本報告書は、良い政策が採用され、実施されれば、エネルギー分野全体について、経済効率を改善する余地があることを示唆するものである。
勧 告
日本政府は以下の取り組みを行うべきである。
総合エネルギー政策
- 他国から孤立した場所にあること、高い輸入依存度、送電網のボトルネック、ガス輸送路の幹線ネットワークの欠如などがもたらす供給セキュリティの問題に対し、石油備蓄以外にも、様々な政策手段を組み合わせて取り組むこと。
- エネルギーセキュリティが日本とって最も重要であることを認識する一方、平等な競争条件を確保するために市場改革に一層踏み込むこと。
- 2010 年までの長期エネルギー需給見通しのレビューを継続し、感度分析を実施し、当該タイムフレームを超える見通しの準備を検討すること。
- エネルギー政策の目標を達成するための補助金や財政措置、研究開発の費用対効果を分析すること。
- 燃料税制の改正について、その目的を明確化し、当該目的を費用対効果敵に達成する観点から、評価を行うこと。
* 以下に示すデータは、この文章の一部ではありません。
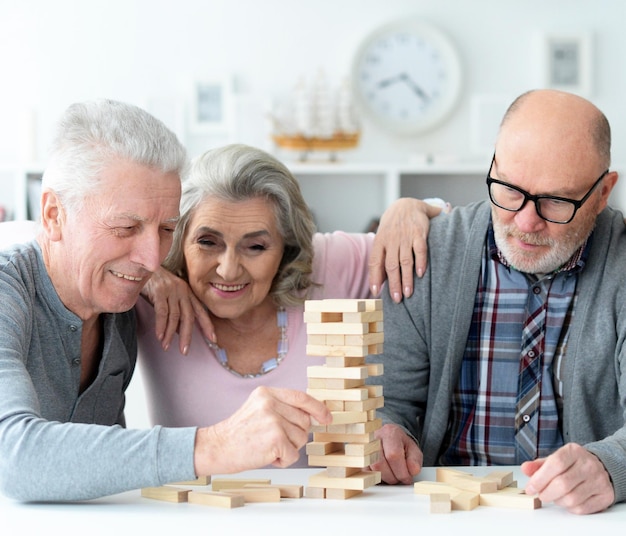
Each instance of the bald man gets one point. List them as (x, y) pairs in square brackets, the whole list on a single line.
[(511, 348)]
- 国際機関を含む全ての関係者が良質の統計情報をタイムリーに得られることを確保すること。
エネルギーと環境
- 2004 年に地球温暖化対策推進大綱を見直すにあたり、予見可能な事象や予見不可能な事象の変化に対処すること。
- 特に運輸部門や電力部門における比較的多量の温室効果ガス排出量のモニターを継続し、必要であれば、国内及び京都フレキシブルメカニズムの双方を通じて更なる措置を講じて、京都議定書における目標とのギャップを埋めること。
- 経団連の「環境自主行動計画」の進展を入念にフォローし続けること。京都メカニズムの活用を含め、企業が更に行動するように奨励することを検討すること。行動計画の対象外の企業から増加していると見られる排出量をモニターすること。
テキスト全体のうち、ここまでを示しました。